Fintech Will Challenge Banks, but it is Unlikely to Kill Them Off

The evolution and revamping of the banking industry has been growing rapidly with fintech, as venture capital in this sector was up to $12 billion from $4 billion the year before for the years 2014 and 2013, respectively. The reason for this high growth seems to be due to fintech’s ability offer similar services as traditional banks while relying on a peer-to-peer platform grounded on specialized software. Lower costs and easier access, allow users to get loans, send cash overseas, and manage their wealth. In addition, a changing landscape with the relevance of new technologies such as smartphones and cheap data processing are allowing fintech companies to have a median to access such a large market and subsequently, disrupt it. The millennial generation will also force traditional banks to change their business model, as they are accustomed to web-based technology and are trusting of the new financial innovations.
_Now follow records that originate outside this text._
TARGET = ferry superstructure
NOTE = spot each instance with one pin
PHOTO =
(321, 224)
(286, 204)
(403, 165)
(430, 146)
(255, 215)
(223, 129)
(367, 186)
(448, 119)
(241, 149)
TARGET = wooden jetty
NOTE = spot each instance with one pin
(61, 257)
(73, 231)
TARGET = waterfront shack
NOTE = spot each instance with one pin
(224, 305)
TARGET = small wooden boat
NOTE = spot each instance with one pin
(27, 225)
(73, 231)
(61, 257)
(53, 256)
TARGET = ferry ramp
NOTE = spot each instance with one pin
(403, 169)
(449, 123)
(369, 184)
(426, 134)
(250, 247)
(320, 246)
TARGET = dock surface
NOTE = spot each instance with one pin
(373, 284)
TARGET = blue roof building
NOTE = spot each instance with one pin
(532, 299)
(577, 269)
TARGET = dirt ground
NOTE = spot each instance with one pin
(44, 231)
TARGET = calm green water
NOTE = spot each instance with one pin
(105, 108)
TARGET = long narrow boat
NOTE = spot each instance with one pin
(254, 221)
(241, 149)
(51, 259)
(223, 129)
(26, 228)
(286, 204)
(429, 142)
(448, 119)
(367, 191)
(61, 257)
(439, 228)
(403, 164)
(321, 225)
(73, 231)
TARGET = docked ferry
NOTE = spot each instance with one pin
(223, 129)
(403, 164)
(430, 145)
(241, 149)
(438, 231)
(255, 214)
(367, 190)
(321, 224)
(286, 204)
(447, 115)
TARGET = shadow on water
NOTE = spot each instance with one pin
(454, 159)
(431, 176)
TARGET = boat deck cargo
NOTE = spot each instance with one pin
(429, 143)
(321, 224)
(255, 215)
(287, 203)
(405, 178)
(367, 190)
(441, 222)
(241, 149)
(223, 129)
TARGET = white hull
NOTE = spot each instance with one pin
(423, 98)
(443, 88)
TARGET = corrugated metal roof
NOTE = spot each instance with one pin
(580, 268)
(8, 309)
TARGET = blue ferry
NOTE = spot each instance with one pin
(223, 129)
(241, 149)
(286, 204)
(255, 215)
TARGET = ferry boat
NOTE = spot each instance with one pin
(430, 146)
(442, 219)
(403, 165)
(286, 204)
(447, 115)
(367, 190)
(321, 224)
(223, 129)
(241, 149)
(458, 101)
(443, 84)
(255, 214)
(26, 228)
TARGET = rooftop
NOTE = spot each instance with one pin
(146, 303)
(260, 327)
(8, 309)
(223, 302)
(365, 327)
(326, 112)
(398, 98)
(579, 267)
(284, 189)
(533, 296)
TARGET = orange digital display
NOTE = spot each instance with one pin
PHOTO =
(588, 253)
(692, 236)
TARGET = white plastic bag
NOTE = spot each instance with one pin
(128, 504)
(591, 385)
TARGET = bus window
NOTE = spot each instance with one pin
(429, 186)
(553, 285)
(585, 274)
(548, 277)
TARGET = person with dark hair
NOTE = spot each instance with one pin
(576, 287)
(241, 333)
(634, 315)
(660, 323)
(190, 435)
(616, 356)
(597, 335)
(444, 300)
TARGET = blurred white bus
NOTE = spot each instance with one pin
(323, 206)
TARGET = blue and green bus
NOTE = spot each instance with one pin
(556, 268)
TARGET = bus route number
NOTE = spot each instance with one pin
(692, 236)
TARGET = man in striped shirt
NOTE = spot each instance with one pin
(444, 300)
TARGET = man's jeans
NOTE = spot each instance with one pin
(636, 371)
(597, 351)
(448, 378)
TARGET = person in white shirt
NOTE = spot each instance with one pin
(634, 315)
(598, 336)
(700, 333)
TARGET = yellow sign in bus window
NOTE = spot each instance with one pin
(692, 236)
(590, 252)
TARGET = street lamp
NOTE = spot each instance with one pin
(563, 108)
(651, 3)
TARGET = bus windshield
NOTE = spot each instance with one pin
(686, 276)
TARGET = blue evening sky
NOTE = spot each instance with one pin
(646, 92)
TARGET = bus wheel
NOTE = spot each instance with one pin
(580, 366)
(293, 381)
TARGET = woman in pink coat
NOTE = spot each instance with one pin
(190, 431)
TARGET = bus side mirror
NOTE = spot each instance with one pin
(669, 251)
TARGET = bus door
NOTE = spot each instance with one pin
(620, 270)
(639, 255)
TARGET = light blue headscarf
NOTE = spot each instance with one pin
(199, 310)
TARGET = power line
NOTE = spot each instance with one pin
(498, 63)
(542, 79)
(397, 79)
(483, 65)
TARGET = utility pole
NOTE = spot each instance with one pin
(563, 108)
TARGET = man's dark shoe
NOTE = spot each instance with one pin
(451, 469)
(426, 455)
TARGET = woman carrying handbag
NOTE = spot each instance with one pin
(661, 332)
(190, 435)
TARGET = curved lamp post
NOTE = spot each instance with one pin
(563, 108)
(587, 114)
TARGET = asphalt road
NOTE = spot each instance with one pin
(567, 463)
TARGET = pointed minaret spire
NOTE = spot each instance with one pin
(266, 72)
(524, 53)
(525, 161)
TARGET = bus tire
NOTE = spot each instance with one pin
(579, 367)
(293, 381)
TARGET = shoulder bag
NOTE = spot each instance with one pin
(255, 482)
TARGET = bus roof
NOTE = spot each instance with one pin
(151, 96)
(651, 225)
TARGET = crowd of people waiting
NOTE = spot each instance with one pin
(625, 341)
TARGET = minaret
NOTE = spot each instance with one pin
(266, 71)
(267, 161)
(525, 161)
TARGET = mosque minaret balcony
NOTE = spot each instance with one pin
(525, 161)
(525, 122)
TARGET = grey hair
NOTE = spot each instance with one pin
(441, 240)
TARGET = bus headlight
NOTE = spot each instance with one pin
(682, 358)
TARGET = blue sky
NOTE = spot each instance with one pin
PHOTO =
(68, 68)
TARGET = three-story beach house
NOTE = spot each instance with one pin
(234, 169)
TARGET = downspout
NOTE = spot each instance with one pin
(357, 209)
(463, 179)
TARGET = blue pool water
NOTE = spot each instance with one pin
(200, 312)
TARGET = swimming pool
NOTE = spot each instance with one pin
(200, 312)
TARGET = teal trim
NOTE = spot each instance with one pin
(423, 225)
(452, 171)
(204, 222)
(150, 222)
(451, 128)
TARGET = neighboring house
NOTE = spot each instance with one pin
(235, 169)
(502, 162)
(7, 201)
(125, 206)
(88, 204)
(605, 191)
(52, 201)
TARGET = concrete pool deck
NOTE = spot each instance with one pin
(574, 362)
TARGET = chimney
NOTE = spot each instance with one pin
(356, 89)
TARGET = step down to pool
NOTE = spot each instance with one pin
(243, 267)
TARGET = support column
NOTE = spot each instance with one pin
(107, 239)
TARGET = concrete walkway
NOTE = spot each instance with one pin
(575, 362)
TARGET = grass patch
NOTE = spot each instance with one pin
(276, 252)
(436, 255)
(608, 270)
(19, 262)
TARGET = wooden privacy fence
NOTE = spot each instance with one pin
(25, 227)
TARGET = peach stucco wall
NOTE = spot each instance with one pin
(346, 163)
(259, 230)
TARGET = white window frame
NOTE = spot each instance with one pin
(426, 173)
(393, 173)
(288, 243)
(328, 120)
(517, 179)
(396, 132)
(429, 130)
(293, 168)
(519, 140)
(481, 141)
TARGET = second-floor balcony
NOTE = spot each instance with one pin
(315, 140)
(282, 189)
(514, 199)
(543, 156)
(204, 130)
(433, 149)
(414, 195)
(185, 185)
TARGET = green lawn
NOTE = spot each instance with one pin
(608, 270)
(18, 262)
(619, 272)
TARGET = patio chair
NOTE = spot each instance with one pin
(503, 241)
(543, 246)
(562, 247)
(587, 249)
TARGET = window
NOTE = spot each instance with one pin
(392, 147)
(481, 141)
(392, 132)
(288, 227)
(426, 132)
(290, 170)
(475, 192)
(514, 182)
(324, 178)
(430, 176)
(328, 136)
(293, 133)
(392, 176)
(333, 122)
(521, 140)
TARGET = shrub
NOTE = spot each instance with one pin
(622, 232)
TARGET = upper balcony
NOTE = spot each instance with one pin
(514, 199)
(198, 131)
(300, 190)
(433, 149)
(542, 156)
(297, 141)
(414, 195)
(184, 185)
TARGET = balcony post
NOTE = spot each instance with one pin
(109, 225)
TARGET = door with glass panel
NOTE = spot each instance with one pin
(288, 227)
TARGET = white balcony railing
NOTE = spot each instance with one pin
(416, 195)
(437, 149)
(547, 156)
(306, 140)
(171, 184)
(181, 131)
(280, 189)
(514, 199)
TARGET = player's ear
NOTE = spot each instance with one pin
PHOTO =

The three equal parts to which banks make money through interest (both borrowing and saving), charging for making payments, and a collection of fees (overdrafts, brokering investments, etc.) are all challenged by fintech companies. Even though fintech’s top companies handle billions in trade where traditional banks handle trillions, fintech has a lot of room to grow. There was a point where banks used to view fintech companies as unable to penetrate they market, but now there is cause for concern with their business model being threatened.